5-) İşçinin En Az Altı Aylık Kıdeminin Bulunması
İş Kanunu 18. Madde gereği işe iade talebinde bulunulabilmesi için işçinin en az 6 ay kıdeme sahip olması gerekmektedir.

İş Kanunu madde 18:
Otuz veya daha fazla işçi çalıştıran işyerlerinde en az altı aylık kıdemi olan işçinin belirsiz süreli iş sözleşmesini fesheden işveren, işçinin yeterliliğinden veya davranışlarından ya da işletmenin, işyerinin veya işin gereklerinden kaynaklanan geçerli bir sebebe dayanmak zorundadır. (Ek cümle: 10/9/2014-6552/2 md.) Yer altı işlerinde çalışan işçilerde kıdem şartı aranmaz. (1)
Altı aylık kıdem hesabında bu Kanunun 66 ncı maddesindeki süreler dikkate alınır. (2)
6 aylık kıdem hesaplanırken İş Kanunu’nun Çalışma Süresinden Sayılan Haller başlıklı 66. Maddesindeki süreler dikkate alınacaktır.
6-) İş Sözleşmesinin İşveren Tarafından Geçerli Bir Neden Olmaksızın Feshedilmesi
İşe iade davasının açılabilmesinin bir diğer koşulu ve belki de en önemlisi geçerli bir neden olmaksızın iş sözleşmesinin feshedilmesidir. İşçi; istifa, haklı fesih, işverenle anlaşma vb. bir yolla iş akdini sonlandırırsa işe iade talebinde bulunamaz ve bu hakkından vazgeçmiş sayılır. İşveren işçiyi işten çıkarırken iyiniyetli olmalı ve kendisi için fesih son çare olmalıdır. İşverenin elinde fesihten başka imkanlar varsa önce bu imkanları kullanmalıdır.
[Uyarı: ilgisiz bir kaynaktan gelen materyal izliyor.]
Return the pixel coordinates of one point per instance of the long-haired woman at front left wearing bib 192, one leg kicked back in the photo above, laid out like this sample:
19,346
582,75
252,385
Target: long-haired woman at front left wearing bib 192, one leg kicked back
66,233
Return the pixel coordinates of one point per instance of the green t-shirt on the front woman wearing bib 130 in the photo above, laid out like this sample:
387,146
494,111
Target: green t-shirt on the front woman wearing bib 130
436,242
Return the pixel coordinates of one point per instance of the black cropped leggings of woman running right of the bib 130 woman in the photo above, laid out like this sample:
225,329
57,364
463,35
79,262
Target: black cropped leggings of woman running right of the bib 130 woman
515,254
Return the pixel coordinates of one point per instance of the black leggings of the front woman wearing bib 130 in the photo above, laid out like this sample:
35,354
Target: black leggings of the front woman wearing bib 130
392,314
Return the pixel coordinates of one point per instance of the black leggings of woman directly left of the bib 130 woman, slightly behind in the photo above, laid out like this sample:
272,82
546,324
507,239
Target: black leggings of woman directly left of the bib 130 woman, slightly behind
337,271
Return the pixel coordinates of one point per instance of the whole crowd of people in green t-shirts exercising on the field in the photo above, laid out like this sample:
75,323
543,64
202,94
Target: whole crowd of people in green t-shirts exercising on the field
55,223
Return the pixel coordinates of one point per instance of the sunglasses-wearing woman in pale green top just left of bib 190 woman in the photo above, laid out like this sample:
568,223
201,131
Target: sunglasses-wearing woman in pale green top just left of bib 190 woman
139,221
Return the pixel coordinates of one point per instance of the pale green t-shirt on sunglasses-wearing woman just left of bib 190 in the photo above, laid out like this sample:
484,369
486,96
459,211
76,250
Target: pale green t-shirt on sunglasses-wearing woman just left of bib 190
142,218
Aksi halde fesih geçersiz olur ve şartları da varsa işçi işe iade davası açabilir.
Geçerli feshe örnek olarak işçinin yetersizliği, davranışları (örneğin: Performans düşüklüğü veya sürekli rapor alınması) gösterilebileceği gibi işletmenin, işyerinin, işin gerekleri (yeniden organizasyon, ekonomik nedenler, ilgili departmanın kapatılması vb. ) de örnek olarak gösterilebilir.
İş kanunu madde 18’ de hangi hallerin geçersiz olacağı örnekleme yoluyla sayılmıştır.
a) Sendika üyeliği veya çalışma saatleri dışında veya işverenin rızası ile çalışma saatleri içinde sendikal faaliyetlere katılmak.
b) İşyeri sendika temsilciliği yapmak.
c) Mevzuattan veya sözleşmeden doğan haklarını takip veya yükümlülüklerini yerine getirmek için işveren aleyhine idari veya adli makamlara başvurmak veya bu hususta başlatılmış sürece katılmak.
d) Irk, renk, cinsiyet, medeni hal, aile yükümlülükleri, hamilelik, doğum, din, siyasi görüş ve benzeri nedenler.
e) 74 üncü maddede öngörülen ve kadın işçilerin çalıştırılmasının yasak olduğu sürelerde işe gelmemek.
f) Hastalık veya kaza nedeniyle 25 inci maddenin (I) numaralı bendinin (b) alt bendinde öngörülen bekleme süresinde işe geçici devamsızlık.
Feshin geçerli nedene dayandığı yönünde ispat külfeti işverene aittir. Bu sebebin gerçekçi ve makul olması gerekir.
Dava Açma Süresi ve Görevli Mahkeme
İş Kanunu’nun 20. Maddesine göre, iş sözleşmesi feshedilen işçi, geçersiz olduğunu düşündüğü fesih bildiriminin tebliğinden itibaren bir ay içinde işe iade talebiyle, İş Mahkemeleri Kanunu Hükümleri uyarınca arabulucuya başvurmak zorundadır. Arabuluculuk faaliyeti sonucunda anlaşmaya varılamazsa son tutanağın düzenlendiği tarihten itibaren iki hafta içinde iş mahkemesinde dava açılabilir.
Dava ve Karar
Bahsedilen şartlara sahip işçilerin, işverene karşı iade davası açarak feshin geçersiz olduğunu iddia etmesi yeterlidir. Feshin geçerli olduğu ve şekil şartlarına uyulduğu hususlarında ispat külfeti işverendedir. Mahkeme bu hususların ispat edilemediğine kanaat getirirse işçinin işe iadesine, işçiye boşta geçen süreye ilişkin ödenmesi gereken tazminata ve yine işe başlatılmaması durumunda ödenecek iş güvencesi tazminatına yönelik karar verir.
Dava devam ederken işçinin işe geri dönmesi veya işçinin davadan feragat etmesi halinde dava konusuz kalmış olur. İşverenin işçiyi alması, feshin geçerli olmadığı anlamına gelmektedir. Bunun sonucunda işçi, işverenden; boşta geçirdiği süre nedeniyle en çok 4 aya kadar ücret ve diğer haklarını talep edebilecektir.
Sonuçları
İşe iade kararının kesinleşmesinden itibaren işçi, 10 iş günü içerisinde işverene başvurmalı ve işe iadesini talep etmelidir. Bu tarihten itibaren işveren, işçiyi 1 ay içerisinde tekrardan işe başlatmalıdır. İşveren gerekli tazminatları ödeyerek ve yaptırımlara boyun eğerek işçiyi işe başlatmayabilir.
İşverenin işe başlatması durumunda: İşçiye boşta geçen süreye yönelik en fazla 4 aylık ücret tutarında tazminatı ve diğer hakları ödemek zorundadır. Diğer haklar, ikramiye, gıda yardımı, yol yardımı gibi en fazla 4 aylık süreyi kapsayan parasal haklardır.
İşverenin işe başlatmaması durumunda: İşçiye, boşta geçen süreye yönelik en fazla 4 aylık ücret tutarındaki tazminatı, diğer hakları ve en az 4 en çok 8 aylık ücret tutarında iş güvencesi tazminatını ödemek zorundadır.